The Russians are finally coming but the mayor of this empty Turkish resort doubts their converted rubles will save what looks to be another lost summer.
“We closed the last tourism season down 75 percent,” Bodrum mayor Ahmet Aras told AFP in a lavish library overlooking the Aegean Sea.
“We expect a recovery from July with the start of flights from Russia and Europe,” but for the sector overall, “that will not happen for a few more years,” he said.
Pandemic curbs on travel wrecked Turkey’s economy by depriving it of foreign revenue to finance debt and support the lira.
The lack of tourists played a large part in the lira’s slide from six to the dollar in March 2020 to around 8.7 now.
President Recep Tayyip Erdoğan’s government needed an urgent fix therefore to quell public discontent.
He tried to coax tourists to Turkish beaches with exemptions from weekend curfews and other coronavirus rules.
But quarantines placed on travelers returning from Turkey laid the government’s plans to waste.
In 2019, Bodrum airport welcomed a record 4.34 million tourists to a city dubbed the “Turkish Saint-Tropez.”
Traffic slumped by two-thirds last year however, and the airport recorded just 350,000 arrivals between January and May.
Things are finally looking up, and Turkish leaders have their fingers crossed.
“God willing, we will jump-start tourism and have a tourist push,” Erdoğan said this month.
‘Walking dead’
Russia this week lifted a Turkish travel ban that was officially imposed because of the coronavirus but which coincided with a spike in geopolitical tensions.
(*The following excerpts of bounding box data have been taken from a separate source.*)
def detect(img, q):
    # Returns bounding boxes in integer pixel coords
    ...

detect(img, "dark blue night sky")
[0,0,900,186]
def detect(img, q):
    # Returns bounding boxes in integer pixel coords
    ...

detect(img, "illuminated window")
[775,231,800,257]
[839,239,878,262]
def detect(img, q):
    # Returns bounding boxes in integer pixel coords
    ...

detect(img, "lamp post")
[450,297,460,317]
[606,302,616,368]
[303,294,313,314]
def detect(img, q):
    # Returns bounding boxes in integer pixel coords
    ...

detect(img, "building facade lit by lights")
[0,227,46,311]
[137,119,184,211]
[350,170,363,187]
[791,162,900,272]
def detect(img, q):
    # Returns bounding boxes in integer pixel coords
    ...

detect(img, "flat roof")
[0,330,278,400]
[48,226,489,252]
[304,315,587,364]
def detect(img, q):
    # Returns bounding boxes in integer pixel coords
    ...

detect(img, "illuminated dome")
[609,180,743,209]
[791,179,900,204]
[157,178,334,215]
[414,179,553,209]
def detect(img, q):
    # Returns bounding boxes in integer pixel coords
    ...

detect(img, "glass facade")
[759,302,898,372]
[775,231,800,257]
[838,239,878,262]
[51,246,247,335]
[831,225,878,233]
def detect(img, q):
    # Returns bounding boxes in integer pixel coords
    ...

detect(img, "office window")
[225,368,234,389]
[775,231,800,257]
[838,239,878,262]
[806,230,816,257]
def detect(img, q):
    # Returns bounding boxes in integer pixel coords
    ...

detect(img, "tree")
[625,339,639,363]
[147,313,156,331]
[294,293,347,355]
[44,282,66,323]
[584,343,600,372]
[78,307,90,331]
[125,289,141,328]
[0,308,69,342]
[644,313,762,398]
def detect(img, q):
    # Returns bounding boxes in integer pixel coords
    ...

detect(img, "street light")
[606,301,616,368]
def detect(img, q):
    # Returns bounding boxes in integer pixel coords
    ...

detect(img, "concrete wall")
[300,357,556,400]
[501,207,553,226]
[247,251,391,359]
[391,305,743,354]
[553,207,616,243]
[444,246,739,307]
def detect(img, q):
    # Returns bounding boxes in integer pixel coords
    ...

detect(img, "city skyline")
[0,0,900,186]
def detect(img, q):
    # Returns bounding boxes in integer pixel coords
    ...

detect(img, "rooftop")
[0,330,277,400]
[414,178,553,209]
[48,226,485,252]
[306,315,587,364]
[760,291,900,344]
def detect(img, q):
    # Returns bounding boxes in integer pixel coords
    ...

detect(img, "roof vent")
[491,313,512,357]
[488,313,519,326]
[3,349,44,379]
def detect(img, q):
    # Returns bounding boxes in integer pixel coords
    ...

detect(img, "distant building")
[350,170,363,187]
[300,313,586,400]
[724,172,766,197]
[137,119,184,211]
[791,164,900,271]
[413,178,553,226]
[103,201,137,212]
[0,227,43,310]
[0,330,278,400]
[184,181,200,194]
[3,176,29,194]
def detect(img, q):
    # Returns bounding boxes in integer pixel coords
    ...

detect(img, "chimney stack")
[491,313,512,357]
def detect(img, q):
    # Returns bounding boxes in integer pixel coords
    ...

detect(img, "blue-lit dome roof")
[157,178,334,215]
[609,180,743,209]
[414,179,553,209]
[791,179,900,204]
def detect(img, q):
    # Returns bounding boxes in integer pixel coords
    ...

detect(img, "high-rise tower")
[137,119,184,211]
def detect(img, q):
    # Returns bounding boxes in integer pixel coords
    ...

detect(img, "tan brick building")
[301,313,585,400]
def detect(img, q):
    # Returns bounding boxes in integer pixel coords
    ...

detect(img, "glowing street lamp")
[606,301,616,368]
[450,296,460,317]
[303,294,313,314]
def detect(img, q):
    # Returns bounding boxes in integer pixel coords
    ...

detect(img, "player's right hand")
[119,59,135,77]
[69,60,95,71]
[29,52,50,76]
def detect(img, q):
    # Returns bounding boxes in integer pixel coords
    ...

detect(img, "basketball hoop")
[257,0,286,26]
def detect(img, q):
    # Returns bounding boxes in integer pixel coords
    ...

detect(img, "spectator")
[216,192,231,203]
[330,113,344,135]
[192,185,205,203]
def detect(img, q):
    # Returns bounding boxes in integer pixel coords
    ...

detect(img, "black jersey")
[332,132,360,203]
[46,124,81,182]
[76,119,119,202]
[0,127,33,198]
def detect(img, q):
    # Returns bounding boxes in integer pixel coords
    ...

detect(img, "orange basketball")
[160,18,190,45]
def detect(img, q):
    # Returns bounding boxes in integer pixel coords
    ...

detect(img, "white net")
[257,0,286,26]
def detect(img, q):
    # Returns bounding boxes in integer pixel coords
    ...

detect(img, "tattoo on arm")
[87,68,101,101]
And more people are expected once EU travel rules ease on July 1.
But the scenic city that stretches from the sea to rolling hills bears little resemblance to the playground of jetsetters and moneyed Istanbulites of the past.
“You see all the boats resting on the shore, maybe one of them goes on tour a day,” guide organizer Barış Kasal lamented.
“We said the last season was ‘dead’. We are calling this one ‘the walking dead’,” he quipped.
“There’s been a little bit of movement but it’s very, very weak.”
Russians make up the largest share of tourists because Turkey is one of the main holiday destinations they can reach without a visa.
Bodrum airport operations manager İclal Kayaoğlu said it was handling just a tenth of the passengers it did in 2019.
“It’s primarily the Russians and British who visit,” she told AFP.
‘Like a joke’
Russians found a way to sneak in even when travel was banned by the Kremlin.
The number of arrivals from Poland spiked after they opted for a circuitous route.
Yet shop owners say the business these holidaymakers drum up barely covers the debts and state loans they took on to survive last summer.
“Last year was like a joke, but we thought it was just that one time, and that we would get over it,” said leather shop owner Engin Erkan.
“But we are on our second year now. We are not strong enough to keep standing.”
Bodrum Chamber of Commerce board chairman Mahmut Serdar Kocadon said he did not expect tourism levels to return to pre-pandemic levels for at least two more years.
Local business revenues were down 80 percent from their highs in 2019, he said.
“We’ve reached a point where businesses are standing on the brink of bankruptcy,” Kocadon told AFP.
‘Europe is closed’
In 2019, Turkey hosted 45 million tourists.
The tourism minister lowered the target to 30 million after the country entered a full lockdown in late April to save its summer season, but few now think that goal will be reached.
The tourists who are here — many of them Ukrainians and other eastern Europeans — are delighted to have the sun to themselves.
“We didn’t travel last year, but this year we decided to go to the seaside,” said Ukrainian Michael Grunnyi while holidaying with his wife and daughter.
“For Ukraine, Europe is now closed. Turkey is perfect because of the Covid situation.”
But the mayor of Bodrum sounded frustrated.
“You cannot just open in July and expect to recover,” Aras said. “It does not work that way.”